Outside the box question: With Ronnie James Dio passing, which dead artists do you think are in Hell right now?
M: They’re all in Hell!
D: Jim Morrison is definitely in Hell. That dude was just a spoiled fuck. Really entertaining for sure, but he’s just in Hell. I bet Ronnie James Dio is not in Hell. He’s chilling somewhere comfortable, watching Hell, and writing fantasy metal song about it.
F: Syd Barrett must be in heaven.
What are your favorite Chinese bands right now?
M: I haven’t seen or have any music from China right now, but I can say that I really liked the set that the Re-TROS played at the show I saw a couple weeks ago. They’re pretty solid.
D: I’m into PK14. I like a lot of Chinese bands, but that’s the only one that is really lasting for me. I’m into Hedgehog. They don’t always make it onto the Shuffle, though.
What do you see as the similarities and differences between the Shanghai and Beijing scenes?
D: Beijing has more bands and they actually have record labels, but the people are kind of jaded. In Shanghai, it’s a little less formal. I think the crowds in Shanghai are better. In Beijing, if you are not a big band you’re not going to get tons of support. Those things come and go. Bands like the Subs will come to Shanghai and play for 500 people and they’ll play in Beijing for like 50 people. That’s the main difference, I guess. From the first look you think that everything in Beijing is more artistically superior, but I think it hit a plateau. There are a lot of good bands in Beijing, but it’s not an infinite resource. The ones that are good are being championed and going on world tours, but the ones that aren’t are just like in Shanghai. The parity is growing. There are more foreign bands in Shanghai. There are a lot of foreign bands in Beijing, but they don’t seem to be playing live as much. There’s a label called Tag Team that seems to be made up mostly of foreign bands, like Random K(e) and Arrows Made of Desire. The music is more out of the box. It’s not genre-specific.
This one might be tough: Top 5 rock albums of all time?
Fever Machine: Highway to Hell (AC/DC), Aenima (Tool), Songs for the Deaf (Queens of the Stone Age), Paranoid (Black Sabbath), Nevermind (Nirvana). (Ed.’s Note: I culled this from many joke choices.)

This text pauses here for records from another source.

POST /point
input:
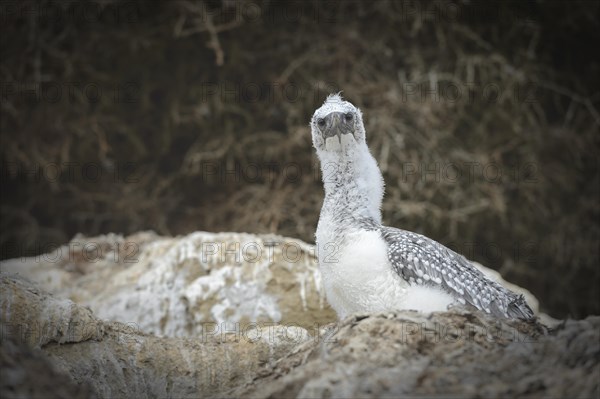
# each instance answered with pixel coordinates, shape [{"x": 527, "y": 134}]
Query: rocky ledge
[{"x": 240, "y": 315}]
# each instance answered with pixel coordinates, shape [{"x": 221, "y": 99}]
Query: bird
[{"x": 368, "y": 267}]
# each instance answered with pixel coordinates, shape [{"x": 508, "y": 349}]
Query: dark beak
[{"x": 335, "y": 124}]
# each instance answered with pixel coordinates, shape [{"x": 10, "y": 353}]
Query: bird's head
[{"x": 337, "y": 126}]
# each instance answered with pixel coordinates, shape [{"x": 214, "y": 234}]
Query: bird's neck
[{"x": 353, "y": 186}]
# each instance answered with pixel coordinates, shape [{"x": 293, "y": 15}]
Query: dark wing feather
[{"x": 421, "y": 260}]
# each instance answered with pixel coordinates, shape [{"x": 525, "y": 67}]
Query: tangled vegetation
[{"x": 188, "y": 115}]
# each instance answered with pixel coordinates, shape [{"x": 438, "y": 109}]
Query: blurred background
[{"x": 178, "y": 116}]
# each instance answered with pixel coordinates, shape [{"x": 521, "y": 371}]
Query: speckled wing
[{"x": 421, "y": 260}]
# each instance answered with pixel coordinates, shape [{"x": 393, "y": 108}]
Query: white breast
[{"x": 358, "y": 277}]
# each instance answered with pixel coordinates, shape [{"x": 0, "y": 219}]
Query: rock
[
  {"x": 118, "y": 360},
  {"x": 241, "y": 315},
  {"x": 444, "y": 354},
  {"x": 171, "y": 286}
]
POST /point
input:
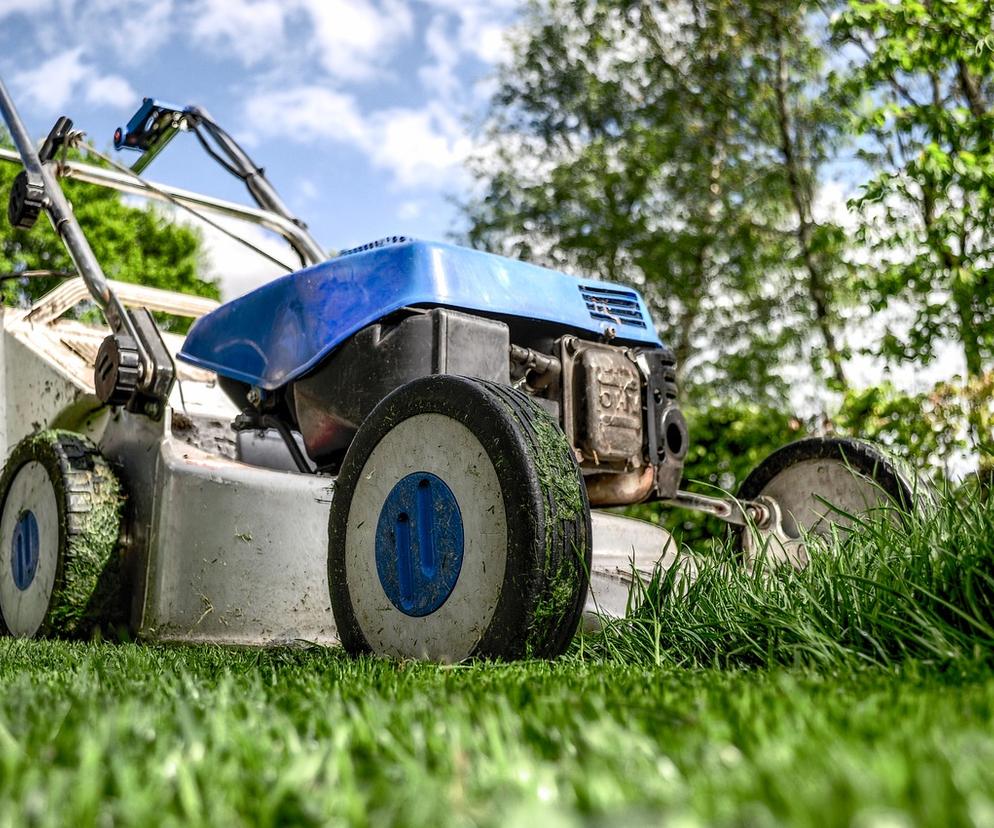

Final question: What’s on tap for the Fever Machine heading into the summer?
D: We’re doing a tour there! No, for real, we’re going to play shows for the next six weeks straight. A bunch of shows in Shanghai, Hangzhou, Wuhan, Beijing, maybe Nanjing, and then Fabien’s going to India. We’re recording some demos. Me and Miguel are going to be here, so we’ll probably be doing a lot of writing and staying fresh. We’ll figure out what we’re going to do in the fall, but summertime is a time to rest. We won’t play live, but there won’t be a lot going on because it’s too hot. You know Shanghai; it’s fall and it’s spring. So we’ll take it as we can now. We’re getting better all the time, so see us when you can now.